“I’m on the lookout for thieves,” the woman patrolling the cork forest next to our house told us.
I hadn’t thought of the area where we live as having a high crime rate.
“Oh yes,” she continued when we voiced our surprise. “They come here and steal cork bark and pine nuts from the trees.”
This is petty crime rural Portugal style.
When Andy posted the back cover blurb for her upcoming book, The Banana Road, on social media, a friend commented he didn’t realise life had been so dramatic at our house on Tenerife. This house was a former animal shed on a finca (a type of farm) and was squeezed between banana plantations, a pitch ‘n’ putt golf course, and a cat sanctuary whose cages were designed to hold crocodiles.
There was no reason why he should know. Whilst we’ve written reams about Tenerife over the years, most of it has been travel related rather than chronicles of our everyday life, however extraordinary that may have been at times. We used to say whenever we stepped out of the door we’d come back with a story to tell; that’s the sort of place it was. That’s the sort of place much of the north of Tenerife is. These weren’t necessarily big things, mostly incidents that made life a little bit more colourful. It might have been women from a nearby row of houses hugging the shade of their cottages as they played street bingo, or the time goats made off with Andy’s favourite cardigan … things like that. But sometimes events could be quite momentous, hence the book.
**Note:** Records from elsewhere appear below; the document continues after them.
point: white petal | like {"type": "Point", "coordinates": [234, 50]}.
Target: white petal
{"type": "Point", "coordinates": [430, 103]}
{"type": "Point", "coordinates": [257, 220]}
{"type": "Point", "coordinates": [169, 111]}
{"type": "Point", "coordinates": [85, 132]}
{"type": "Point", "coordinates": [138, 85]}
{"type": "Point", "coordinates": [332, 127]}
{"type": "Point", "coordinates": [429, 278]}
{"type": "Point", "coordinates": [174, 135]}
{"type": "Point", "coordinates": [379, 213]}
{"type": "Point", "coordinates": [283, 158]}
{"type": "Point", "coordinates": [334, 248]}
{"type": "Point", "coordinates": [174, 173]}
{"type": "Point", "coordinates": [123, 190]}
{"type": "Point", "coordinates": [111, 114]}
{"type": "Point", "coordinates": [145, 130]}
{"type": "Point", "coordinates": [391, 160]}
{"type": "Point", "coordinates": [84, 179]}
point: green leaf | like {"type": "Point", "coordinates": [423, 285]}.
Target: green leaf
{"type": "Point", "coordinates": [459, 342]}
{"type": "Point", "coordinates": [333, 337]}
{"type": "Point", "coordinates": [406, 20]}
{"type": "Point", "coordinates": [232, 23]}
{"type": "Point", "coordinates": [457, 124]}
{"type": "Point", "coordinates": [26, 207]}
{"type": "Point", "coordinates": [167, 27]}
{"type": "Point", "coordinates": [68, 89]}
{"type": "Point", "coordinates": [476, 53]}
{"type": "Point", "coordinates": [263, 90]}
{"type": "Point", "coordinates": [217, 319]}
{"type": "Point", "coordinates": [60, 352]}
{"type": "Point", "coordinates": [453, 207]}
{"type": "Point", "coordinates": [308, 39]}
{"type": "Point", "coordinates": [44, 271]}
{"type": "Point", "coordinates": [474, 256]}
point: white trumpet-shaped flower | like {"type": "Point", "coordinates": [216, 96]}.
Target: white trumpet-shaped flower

Now we live on a small farm on the edge of a cork forest in Palmela. A typical walk from the door will involve seeing storks, hoopoes, a buzzard or two, and maybe mongooses, or even pine nut thieves. That sentence would sound normal for the people who live around here, but maybe not to people who don’t. On Sunday I opened the sun umbrella on our back terrace to find a bat had moved in. Stuff like this happens on virtually a daily basis.
Whenever we travel, little oddities regularly fall into our laps. Like the time we found ourselves involved in a missing piglet search in the hills of El Hierro. An expat living on El Hierro commented that had never happened to them in all the years they’d lived there, as though we’d made it up. What can I say? When you walk the less well trodden paths these things happen. As I’m a photographer I usually have my camera in tow, so most of the time there’s photographic evidence to prove there’s no poetic licence involved.
I mentioned that whenever we left the house in the north of Tenerife we’d usually end up with a quirky story to tell. However, when we stayed in purpose-built resorts on the island, or purpose-built resorts anywhere for that matter, that was never the case. There would be stories, but they wouldn’t be quirky ones, or anything to do with traditional life on the island – like the time in Playa de las Américas touts tried to tempt us into a bar by promising there wouldn’t be any Spanish inside as Spanish weren’t allowed. Or the British compère in a bar warning its visiting British clientele to be careful of their handbags and wallets as there were ‘foreigners’ outside. Resorts are ideal for fun in the sun, but not so good for quirky insights into local life. Head ten minutes into the hills behind the resorts and it’s a different world.
It’s not just to do with travelling to off the beaten track places, it’s also about being inquisitive, aka being nosey and asking questions. We treat travel much the same whether it’s for work or for pleasure. Out of these four – dining with a count in Northern Portugal; spending an afternoon at an illicit konoba on Hvar with two old friends discussing the Croat-Bosniak war; sharing wine with a sea captain/wine producer in a cellar in Dubrovnik which had already closed to the public when we stuck our heads around the door, hoping to buy a bottle of wine; and drinking vino del país (country wine) with a family of potato pickers as part of their harvest party in a field in the upper Orotava Valley on Tenerife – two were work, two weren’t. The two that weren’t just happened. In both cases because one of us asked a question. People who are interested in their surroundings will have interesting experiences.
But the travel stories you end up with in your suitcase often do just depend on the places you visit, it can be as simple as that.
Where you live can deliver similar results. If we were in an apartment in Albufeira it’s unlikely we’d find the same cast of quirky characters as there is in this area of farmers and fishermen south of Lisbon.
So, as anyone who has relocated to a location which is away from the main tourist drag anywhere knows, there’s absolutely no need to exaggerate stories when life unravels its rich tapestry on such a regular basis.